Alors que les États d’Afrique de l’Ouest multiplient les offensives militaires contre les groupes djihadistes, une autre bataille, plus discrète, se joue au sein même de leurs sociétés. Dans un climat de suspicion croissante, certaines communautés comme les Peulhs se retrouvent régulièrement au cœur des débats sécuritaires, tantôt considérées comme complices, tantôt comme victimes collatérales. Cette tribune appelle à un sursaut stratégique et moral : sans inclusion ni lucidité partagée, il n’y aura ni paix durable, ni victoire contre le terrorisme.

Depuis plus d’une décennie, l’Afrique de l’Ouest est confrontée à une recrudescence des violences djihadistes. D’abord concentrée dans le nord du Mali et les zones désertiques du Sahel, la menace a progressivement glissé vers le sud, touchant des pays longtemps considérés comme en retrait du conflit, tels que le Bénin, le Togo, la Côte d’Ivoire ou encore le Ghana. Au Mali, les premiers soupçons de collusion entre djihadistes et Touaregs ont contribué à nourrir des politiques publiques stigmatisantes envers ces derniers. Un mécanisme similaire s’est reproduit sur la trajectoire du djihadisme vers le Sud, ciblant cette fois les Peulhs.

Face à cette évolution, les réponses sécuritaires se sont renforcées : déploiement massif des forces de défense et de sécurité, création de milices locales, multiplication des opérations transfrontalières, partenariats avec des acteurs étrangers. Pourtant, malgré l’accroissement des moyens militaires, la spirale de la violence ne se résorbe pas.

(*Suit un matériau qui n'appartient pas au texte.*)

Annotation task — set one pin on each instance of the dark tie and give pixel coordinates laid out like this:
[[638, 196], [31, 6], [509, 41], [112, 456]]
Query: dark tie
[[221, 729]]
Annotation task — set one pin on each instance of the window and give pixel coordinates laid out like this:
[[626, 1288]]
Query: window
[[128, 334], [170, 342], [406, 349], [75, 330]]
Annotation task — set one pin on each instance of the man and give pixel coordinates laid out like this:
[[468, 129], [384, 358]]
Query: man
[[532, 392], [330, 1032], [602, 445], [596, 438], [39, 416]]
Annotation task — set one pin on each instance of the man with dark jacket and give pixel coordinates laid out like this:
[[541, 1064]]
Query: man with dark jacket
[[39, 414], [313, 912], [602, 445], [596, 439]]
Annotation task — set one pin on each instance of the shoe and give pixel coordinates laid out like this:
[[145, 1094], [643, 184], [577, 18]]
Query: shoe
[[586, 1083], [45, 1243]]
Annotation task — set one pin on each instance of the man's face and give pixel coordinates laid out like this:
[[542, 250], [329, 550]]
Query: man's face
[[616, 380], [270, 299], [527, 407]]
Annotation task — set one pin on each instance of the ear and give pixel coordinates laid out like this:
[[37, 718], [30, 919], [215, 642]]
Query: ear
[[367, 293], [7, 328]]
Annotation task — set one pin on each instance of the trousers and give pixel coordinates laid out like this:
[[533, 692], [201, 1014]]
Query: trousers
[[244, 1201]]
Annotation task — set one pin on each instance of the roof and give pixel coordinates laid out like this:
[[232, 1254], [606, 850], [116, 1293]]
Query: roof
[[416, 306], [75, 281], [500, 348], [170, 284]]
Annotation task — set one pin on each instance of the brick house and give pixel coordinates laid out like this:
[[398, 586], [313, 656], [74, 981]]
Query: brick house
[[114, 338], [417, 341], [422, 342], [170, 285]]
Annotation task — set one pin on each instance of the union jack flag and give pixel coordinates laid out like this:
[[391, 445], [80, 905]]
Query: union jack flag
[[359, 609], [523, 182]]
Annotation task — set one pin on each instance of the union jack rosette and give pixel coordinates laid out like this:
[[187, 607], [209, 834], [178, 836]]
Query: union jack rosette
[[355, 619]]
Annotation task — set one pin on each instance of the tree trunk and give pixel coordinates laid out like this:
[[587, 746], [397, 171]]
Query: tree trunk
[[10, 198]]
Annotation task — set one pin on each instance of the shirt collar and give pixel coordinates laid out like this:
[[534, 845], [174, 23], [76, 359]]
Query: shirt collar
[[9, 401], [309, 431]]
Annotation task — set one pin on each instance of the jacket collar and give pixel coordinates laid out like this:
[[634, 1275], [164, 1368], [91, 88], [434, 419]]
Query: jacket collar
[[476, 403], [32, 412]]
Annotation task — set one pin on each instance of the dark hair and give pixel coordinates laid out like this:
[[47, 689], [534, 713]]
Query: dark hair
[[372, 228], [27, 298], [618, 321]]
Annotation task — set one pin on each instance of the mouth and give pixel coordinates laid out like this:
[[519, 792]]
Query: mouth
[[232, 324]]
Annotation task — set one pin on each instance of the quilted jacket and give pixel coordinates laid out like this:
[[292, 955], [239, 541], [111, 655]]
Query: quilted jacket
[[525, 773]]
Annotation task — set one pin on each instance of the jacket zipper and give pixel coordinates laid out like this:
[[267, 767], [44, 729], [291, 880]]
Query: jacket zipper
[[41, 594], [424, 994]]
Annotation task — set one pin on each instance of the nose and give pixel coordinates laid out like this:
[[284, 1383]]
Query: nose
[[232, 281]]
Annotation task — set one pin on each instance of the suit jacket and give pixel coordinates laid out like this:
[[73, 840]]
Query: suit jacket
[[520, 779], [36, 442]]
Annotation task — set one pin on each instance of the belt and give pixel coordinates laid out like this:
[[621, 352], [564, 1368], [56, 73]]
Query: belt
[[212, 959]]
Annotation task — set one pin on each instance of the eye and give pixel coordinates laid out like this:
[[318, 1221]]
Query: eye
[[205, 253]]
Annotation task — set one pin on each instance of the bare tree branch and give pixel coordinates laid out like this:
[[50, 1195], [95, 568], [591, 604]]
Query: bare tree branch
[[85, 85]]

Au contraire, dans certaines régions, elle s’intensifie.

Cette dynamique appelle une réflexion en profondeur sur les fondements mêmes des politiques sécuritaires dans la région. Car au-delà des considérations stratégiques, un autre facteur, plus insidieux, semble miner les efforts engagés : la stigmatisation progressive de certaines communautés, en particulier les Peulhs. Considérés par certains appareils d’État, segments de l’armée ou groupes d’auto-défense comme potentiellement complices des djihadistes, les Peulhs sont régulièrement soumis à des contrôles renforcés, à des arrestations préventives, voire à des représailles collectives à la suite d’attaques armées. Mais cette perception, il faut le dire, trouve aussi ses racines dans une inquiétude réelle : dans certaines zones, des membres de cette communauté ont bel et bien été identifiés comme facilitateurs ou auteurs d’actes terroristes. Cela rend d’autant plus urgente une mobilisation interne pour dissiper les amalgames, renforcer le dialogue intercommunautaire et montrer l’engagement de la majorité peulhe à la cohabitation pacifique.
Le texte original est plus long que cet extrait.